The Nur al-ma’arif provides us with detailed information about Yemen’s main products: cotton, wars (a kind of saffron), madder, indigo, incense, swords, paper, books etc.; the country’s major imports (and re-exports to the North) such as pepper, cloves (twice the value of pepper), cinnamon, ginger, wood, and iron; and its export of horses, the indispensable war-machines of the time, to Persia and India (the export of horses from Aden was a government monopoly and included an elaborate credit system). The book quotes the prices, taxes and destinations. It also contains chapters on weights and measures in Yemen, Mekka, Cairo, Constantinople, Abyssinia and Gujarat. We learn how the cadaster worked, about book-keeping for the agricultural production of the country, about the building trade – in short about everything of relevance (including the fact that civil servants and the military paid 1% income tax).
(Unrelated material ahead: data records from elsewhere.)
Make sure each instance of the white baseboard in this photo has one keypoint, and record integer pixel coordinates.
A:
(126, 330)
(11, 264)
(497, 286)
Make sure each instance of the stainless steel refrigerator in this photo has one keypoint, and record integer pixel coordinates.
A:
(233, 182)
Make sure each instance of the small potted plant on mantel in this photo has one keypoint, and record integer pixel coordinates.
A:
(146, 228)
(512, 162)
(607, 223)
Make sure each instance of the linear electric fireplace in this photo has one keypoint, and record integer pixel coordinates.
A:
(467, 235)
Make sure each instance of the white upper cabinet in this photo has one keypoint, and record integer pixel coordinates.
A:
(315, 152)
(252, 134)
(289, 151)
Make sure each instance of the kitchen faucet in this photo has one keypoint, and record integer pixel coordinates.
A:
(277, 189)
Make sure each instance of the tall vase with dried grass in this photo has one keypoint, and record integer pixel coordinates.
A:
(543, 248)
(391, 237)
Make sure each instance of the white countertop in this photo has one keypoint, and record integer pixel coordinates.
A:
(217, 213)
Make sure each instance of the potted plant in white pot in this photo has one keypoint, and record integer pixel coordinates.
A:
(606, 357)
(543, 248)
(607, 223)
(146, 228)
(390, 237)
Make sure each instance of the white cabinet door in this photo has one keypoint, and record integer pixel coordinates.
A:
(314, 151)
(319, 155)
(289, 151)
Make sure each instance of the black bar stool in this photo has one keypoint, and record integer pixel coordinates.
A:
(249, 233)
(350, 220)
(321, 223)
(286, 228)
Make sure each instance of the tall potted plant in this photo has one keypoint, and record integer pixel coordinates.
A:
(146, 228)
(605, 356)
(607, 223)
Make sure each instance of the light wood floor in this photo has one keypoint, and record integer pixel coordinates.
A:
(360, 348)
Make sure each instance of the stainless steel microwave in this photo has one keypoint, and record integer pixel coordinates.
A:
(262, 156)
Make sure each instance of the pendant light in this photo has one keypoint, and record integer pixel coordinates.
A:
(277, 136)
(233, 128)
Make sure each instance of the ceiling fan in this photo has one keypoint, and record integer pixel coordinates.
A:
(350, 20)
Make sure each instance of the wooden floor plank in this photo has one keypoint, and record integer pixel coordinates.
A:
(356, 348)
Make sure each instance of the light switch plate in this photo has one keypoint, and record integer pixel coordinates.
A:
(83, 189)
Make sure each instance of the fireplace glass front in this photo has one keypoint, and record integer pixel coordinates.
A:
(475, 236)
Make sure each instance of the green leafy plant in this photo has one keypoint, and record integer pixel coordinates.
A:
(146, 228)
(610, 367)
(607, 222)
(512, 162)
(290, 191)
We also get an insight into the widespread political influence exercised by the rulers of Yemen in Gujarat, Kanbay, Mangalore and in the ports of the Malabar coast from where Chinese products were imported. The convoys from and to India were escorted by Yemeni galleys (shawani). Their cargo was unloaded in Aden, whence it was trans-shipped to ‘Aydhab.
A subject I am much interested in is Yemeni jewellery and metalwork. The Nur al-ma’arif provides detailed statistics on the jewellery being produced in the suq in Sana’a, and the prices of the various items. The same for swords, copper and brass objects. It is thus clear that the fine tradition of Yemeni silver and janbiya-making can now be firmly traced back to the Rasulid epoch. Also that large decorated metalwork bowls of the ‘tasa’ type were already manufactured in Sana’a at that period, and not only imported from Cairo or Damascus.
CFAS must be congratulated on having made this publication possible.